Lets be clear about one thing here: everyone living in this country should have the opportunity to prosper. Learning English would indeed be a good thing, and every effort should be made to provide that opportunity for all who are not proficient at English. But there is a an unbridgeable gulf between that position, and regarding indigenous people as wilfully recalcitrant in preferring their ways to white fella ways, and holding their very existence to ransom. Far from being people who need to be dragged kicking and screaming into white fella ways, Aborigines have an inalienable right to self determination, and Australian governments have an unequivocal obligation to foster that outcome and lead all other Australians in accommodating it and adapting to it rather than coopting ignorant and ill-informed prejudices for electoral advantage.

The way to get Aboriginal children to learn English is to value and support their culture; value them for who they are, and to support them in their most important task – being Aboriginal – and offering English as an additional language that will make them bilingual, and therefore significantly more skilled that the majority of the population who are monolingual; and provide an opportunity to play a vital role in the education of the non indigenous population.

Why wouldn’t the rest of us aspire to be bilingual as well, and learn the truth about the continent we occupy? Why wouldn’t we learn one or more of the most ancient surviving languages on earth and embrace the opportunity to know this country from the inside by learning languages that name its seasons and topography with an authority and subtlety that comes from relationships sustained over scores of millennia, instead of remaining uncomprehending, if sometimes fascinated and very possibly temporary occupiers?

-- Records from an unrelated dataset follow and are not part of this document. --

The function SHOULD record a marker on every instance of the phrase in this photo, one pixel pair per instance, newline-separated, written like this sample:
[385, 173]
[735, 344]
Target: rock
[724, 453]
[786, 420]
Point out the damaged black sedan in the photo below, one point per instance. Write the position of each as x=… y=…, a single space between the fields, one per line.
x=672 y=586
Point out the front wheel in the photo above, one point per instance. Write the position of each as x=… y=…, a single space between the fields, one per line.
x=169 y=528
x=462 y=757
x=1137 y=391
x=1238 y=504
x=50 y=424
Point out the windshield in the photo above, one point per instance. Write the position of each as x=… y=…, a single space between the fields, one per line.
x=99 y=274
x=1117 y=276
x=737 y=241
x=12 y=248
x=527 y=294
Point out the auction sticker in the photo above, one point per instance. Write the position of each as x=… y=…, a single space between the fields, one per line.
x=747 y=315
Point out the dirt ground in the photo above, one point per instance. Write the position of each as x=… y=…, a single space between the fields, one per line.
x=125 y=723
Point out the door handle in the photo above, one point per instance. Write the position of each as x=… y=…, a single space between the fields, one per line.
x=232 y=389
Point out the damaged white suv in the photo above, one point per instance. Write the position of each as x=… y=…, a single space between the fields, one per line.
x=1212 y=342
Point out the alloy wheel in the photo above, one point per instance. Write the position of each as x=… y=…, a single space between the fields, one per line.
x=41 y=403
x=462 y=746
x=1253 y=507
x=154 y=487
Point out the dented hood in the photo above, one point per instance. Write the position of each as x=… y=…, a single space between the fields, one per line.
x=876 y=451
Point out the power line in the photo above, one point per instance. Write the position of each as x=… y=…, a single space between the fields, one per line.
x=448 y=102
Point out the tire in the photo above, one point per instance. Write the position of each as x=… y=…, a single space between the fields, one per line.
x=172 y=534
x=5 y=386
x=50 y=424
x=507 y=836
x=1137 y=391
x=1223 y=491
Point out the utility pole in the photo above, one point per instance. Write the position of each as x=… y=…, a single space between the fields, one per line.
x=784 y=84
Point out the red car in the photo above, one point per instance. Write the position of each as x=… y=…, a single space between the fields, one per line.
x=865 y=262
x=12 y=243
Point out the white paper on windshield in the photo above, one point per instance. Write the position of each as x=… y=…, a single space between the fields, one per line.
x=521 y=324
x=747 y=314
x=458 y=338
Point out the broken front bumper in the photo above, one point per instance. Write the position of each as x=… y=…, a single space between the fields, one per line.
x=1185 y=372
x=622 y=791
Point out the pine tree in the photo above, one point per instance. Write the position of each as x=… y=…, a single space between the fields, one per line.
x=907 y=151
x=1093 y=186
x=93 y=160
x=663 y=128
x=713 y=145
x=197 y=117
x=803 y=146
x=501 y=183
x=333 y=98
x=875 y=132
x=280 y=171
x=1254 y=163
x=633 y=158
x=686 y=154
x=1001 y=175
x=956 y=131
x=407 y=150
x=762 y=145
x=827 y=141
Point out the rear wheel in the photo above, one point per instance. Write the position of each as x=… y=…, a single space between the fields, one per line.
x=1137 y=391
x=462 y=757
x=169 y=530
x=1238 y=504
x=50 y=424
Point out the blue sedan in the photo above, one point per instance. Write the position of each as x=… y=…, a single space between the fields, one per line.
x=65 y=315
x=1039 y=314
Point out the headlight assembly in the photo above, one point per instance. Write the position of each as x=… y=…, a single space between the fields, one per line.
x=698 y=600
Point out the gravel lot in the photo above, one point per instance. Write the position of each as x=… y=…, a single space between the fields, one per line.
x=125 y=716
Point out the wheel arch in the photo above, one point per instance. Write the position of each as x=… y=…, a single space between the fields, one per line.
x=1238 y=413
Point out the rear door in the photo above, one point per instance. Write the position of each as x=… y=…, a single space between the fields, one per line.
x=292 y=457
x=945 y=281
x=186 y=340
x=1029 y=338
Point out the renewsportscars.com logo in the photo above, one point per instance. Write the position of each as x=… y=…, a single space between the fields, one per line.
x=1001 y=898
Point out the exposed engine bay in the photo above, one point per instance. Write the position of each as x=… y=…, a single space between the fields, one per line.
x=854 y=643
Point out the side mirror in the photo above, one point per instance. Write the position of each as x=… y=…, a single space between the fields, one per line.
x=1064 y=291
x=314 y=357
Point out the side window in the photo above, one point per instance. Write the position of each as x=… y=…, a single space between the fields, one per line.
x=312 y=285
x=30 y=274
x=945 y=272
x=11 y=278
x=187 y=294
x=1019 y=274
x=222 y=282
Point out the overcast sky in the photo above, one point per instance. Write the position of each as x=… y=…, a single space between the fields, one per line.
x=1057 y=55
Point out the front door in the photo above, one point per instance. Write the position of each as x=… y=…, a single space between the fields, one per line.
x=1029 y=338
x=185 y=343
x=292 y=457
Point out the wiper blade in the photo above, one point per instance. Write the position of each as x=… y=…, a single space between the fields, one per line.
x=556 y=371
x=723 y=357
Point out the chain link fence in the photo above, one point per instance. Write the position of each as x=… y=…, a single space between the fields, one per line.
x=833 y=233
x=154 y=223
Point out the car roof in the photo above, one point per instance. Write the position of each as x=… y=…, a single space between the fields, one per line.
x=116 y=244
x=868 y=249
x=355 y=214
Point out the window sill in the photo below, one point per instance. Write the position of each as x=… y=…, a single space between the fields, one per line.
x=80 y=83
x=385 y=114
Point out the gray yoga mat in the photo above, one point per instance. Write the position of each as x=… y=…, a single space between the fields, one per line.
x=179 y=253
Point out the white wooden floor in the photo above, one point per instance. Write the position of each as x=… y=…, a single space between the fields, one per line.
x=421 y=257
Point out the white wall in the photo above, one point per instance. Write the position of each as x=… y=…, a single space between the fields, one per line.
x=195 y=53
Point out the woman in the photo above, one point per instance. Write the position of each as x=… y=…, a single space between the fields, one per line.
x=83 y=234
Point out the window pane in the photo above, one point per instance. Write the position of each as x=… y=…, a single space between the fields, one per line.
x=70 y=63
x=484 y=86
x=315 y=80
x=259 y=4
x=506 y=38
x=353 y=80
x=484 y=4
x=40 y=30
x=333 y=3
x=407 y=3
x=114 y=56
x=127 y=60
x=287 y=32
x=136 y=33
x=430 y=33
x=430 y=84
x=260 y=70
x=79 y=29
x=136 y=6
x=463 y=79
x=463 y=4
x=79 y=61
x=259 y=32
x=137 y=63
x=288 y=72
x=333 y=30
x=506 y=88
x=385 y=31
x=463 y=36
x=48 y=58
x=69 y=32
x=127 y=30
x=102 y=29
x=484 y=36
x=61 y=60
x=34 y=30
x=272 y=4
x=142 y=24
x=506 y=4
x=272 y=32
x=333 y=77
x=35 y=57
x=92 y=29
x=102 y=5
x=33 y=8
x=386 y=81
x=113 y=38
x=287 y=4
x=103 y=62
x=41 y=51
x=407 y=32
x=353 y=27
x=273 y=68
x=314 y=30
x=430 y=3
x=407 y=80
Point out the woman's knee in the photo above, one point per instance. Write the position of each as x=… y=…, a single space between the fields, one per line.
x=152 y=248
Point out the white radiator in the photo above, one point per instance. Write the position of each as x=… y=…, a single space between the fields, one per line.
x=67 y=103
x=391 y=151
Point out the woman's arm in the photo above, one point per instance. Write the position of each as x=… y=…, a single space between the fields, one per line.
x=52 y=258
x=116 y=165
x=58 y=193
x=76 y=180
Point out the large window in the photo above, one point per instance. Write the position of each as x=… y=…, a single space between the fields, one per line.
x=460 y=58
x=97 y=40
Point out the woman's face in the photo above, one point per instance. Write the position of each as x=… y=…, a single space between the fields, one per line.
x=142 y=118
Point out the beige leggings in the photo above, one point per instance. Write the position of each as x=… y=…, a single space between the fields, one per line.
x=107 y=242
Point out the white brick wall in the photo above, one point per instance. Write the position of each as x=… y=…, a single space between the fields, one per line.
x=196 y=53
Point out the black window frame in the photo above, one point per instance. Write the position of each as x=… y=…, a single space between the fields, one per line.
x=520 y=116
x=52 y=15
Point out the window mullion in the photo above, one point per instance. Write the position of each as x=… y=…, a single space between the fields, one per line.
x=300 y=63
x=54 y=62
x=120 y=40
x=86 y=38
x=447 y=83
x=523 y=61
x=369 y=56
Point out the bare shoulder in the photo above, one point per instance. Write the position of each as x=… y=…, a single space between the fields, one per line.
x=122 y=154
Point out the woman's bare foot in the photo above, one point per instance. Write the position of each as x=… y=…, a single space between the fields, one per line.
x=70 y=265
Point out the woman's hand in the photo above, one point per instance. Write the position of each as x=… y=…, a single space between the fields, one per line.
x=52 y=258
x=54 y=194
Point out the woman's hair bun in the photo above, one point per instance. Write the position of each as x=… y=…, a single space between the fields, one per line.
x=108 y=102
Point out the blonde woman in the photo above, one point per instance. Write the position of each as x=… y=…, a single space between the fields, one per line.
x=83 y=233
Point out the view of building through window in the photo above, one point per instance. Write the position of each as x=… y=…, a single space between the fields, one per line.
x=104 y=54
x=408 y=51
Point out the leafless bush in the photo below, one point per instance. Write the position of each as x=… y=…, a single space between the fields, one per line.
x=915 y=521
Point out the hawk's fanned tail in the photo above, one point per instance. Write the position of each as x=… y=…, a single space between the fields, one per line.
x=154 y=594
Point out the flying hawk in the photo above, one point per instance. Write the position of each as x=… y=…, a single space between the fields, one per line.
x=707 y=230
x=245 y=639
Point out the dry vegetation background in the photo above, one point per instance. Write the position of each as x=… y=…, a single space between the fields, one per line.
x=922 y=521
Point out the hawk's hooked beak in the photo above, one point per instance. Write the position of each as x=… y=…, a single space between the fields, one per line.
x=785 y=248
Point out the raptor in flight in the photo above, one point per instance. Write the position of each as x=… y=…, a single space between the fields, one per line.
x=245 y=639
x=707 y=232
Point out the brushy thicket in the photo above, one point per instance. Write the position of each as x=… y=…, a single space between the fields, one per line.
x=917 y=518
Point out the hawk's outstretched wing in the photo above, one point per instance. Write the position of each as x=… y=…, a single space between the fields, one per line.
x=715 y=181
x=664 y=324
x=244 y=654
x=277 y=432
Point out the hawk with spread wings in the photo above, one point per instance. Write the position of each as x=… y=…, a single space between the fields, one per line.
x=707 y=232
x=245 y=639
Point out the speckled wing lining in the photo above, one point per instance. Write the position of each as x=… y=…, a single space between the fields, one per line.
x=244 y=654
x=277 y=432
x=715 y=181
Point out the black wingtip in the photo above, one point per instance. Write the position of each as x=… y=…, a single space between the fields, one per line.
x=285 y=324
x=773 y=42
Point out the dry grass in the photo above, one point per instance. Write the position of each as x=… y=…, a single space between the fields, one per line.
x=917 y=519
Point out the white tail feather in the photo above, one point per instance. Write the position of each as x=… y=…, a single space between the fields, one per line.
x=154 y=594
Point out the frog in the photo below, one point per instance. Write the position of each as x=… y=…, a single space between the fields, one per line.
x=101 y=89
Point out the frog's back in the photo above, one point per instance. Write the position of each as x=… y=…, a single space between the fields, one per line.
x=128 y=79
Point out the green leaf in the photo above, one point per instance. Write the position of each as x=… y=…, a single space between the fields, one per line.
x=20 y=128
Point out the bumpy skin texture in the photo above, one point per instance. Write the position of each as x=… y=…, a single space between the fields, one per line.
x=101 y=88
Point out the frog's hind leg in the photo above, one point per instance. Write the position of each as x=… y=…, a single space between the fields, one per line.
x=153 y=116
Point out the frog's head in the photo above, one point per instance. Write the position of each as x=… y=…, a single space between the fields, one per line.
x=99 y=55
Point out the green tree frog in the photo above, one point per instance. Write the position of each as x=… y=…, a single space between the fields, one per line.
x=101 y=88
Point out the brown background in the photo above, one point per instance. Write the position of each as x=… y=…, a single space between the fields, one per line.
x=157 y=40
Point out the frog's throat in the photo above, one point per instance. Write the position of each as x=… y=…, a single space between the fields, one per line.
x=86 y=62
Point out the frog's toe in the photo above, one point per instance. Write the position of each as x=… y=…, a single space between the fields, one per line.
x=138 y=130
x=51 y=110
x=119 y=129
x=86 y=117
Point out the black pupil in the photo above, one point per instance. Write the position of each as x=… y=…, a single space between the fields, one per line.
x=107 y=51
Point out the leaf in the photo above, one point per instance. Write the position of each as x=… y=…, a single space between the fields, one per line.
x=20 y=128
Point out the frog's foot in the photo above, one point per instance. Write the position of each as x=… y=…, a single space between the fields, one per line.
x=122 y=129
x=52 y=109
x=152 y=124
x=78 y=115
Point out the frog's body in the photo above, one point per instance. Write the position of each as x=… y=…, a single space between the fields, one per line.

This is not something anyone in this government is capable of thinking about - let alone contemplating. It’s a government that knows only the language of the bottom line – which may be another way for saying the lowest common denominator. Treating Aborigines as a client nation in their own land is as despicable an act as it is possible to imagine – especially in the light of what the world has learned about the importance of and need for human diversity in the era of decolonisation. It’s not too late to decolonise Australia. Non indigenous Australians can learn to become of the land, and we have the very best teachers available – and the language to mediate that outcome.